By Ron VandenBoom
You know your a redneck if you enjoy bobbing for pigs feet while listening to an armpit serenade just before the cow chip throwing competition.
But then being a redneck is where its at or at least it will be on Saturday, Sept. 11, when the community of Rudyard comes together to participate in the First Annual Redneck Olympics.
The Olympics begins at 4 p.m. at the Bank Bar in Rudyard with a host of games and contests.
Leading off the festivities will be the ever popular armpit serenade contest and bobbing for pigs feet contest. This will be followed by a cow chip throwing contest and a four-person wheelbarrow obstacle coarse.
Jaye Dee Han, co-organizer of the Redneck Olympics and spokesperson for the event, said other events will include a tug-of-war-over-a-swimming-pool contest and another contest where contestants attempt to pass an ice cold beer to one another using only their necks.

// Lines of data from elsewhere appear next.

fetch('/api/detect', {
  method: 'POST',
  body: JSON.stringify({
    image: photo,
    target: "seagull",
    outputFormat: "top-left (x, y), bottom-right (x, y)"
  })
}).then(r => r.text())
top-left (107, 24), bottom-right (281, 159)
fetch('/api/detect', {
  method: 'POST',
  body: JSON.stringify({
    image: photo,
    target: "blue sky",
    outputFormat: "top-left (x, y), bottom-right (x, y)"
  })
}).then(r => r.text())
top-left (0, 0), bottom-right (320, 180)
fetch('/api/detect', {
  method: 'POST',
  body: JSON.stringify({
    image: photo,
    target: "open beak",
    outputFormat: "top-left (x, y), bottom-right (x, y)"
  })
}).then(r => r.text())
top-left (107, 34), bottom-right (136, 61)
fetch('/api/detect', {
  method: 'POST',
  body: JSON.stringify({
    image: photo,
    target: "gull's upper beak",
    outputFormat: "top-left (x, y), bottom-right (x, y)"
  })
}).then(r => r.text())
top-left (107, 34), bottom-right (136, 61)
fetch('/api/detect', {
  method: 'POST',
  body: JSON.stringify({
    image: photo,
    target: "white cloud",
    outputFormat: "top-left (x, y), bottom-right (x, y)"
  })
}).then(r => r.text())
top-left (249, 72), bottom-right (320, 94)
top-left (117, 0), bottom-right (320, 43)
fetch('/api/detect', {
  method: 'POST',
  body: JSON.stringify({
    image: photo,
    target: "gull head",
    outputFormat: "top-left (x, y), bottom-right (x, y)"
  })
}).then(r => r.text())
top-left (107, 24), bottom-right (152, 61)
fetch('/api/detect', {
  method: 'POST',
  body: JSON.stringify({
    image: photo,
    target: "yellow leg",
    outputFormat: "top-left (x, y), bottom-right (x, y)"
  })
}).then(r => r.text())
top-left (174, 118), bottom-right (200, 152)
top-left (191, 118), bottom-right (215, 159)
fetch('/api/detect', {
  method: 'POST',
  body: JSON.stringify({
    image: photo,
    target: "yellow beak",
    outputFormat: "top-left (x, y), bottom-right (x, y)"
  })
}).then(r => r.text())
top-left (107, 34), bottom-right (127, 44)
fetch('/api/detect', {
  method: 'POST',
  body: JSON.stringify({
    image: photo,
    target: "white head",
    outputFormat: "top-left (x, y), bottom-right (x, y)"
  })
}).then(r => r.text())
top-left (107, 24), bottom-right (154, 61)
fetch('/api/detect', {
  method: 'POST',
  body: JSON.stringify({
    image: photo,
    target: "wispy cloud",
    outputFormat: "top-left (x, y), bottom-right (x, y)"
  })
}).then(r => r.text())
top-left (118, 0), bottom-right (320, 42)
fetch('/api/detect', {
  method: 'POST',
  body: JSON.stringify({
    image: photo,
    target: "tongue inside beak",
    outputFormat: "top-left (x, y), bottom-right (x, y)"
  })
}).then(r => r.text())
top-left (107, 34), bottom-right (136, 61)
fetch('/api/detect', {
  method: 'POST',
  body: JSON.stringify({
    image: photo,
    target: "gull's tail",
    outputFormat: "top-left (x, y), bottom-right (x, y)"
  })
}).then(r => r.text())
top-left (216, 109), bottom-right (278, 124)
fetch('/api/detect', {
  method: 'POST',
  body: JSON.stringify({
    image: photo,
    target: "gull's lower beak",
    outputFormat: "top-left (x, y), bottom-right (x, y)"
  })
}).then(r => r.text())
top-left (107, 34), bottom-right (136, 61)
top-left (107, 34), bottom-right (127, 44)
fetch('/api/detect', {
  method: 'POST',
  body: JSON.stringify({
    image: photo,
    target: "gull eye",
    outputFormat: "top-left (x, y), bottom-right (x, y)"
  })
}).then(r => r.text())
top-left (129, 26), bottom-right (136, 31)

The first 25 contestants will receive free redneck T-shirts.
Wrangler Jeans and Normans Ranchwear of Havre will provide prizes, including five pairs of jeans, to the winners of the Wrangler Jeans Contest.
A sporting little ditty where participants will have the top half of their bodies hidden while their bottom halves are judged to determine who looks the best in Wrangler Jeans.
No event would be complete without a king and queen and the title of Bubba and Bubbaette will be awarded to two lucky participants who most typify the look and spirit of a redneck.
Han said anyone wearing a redneck costume would be eligible to compete for the Bubba and Bubbaette title, but she admitted it may be difficult to tell who was wearing a costume and who wasnt.
An all-you-can-eat meal of Shirley Klines homemade chili will be available for $3 and music will be provided Saturday evening by Kirt Miller or sax Cadillac, as he is sometimes known.
Han said she got the idea for the Redneck Olympics while watching a report on a similar event held in the south and thought it might be a good idea to try something like it in Rudyard.
She said she remembered a time when Rudyard held an annual Post-Harvest Boogie and thought this also might be a good opportunity to revive the community celebration.
I hope it becomes an annual event, Han said.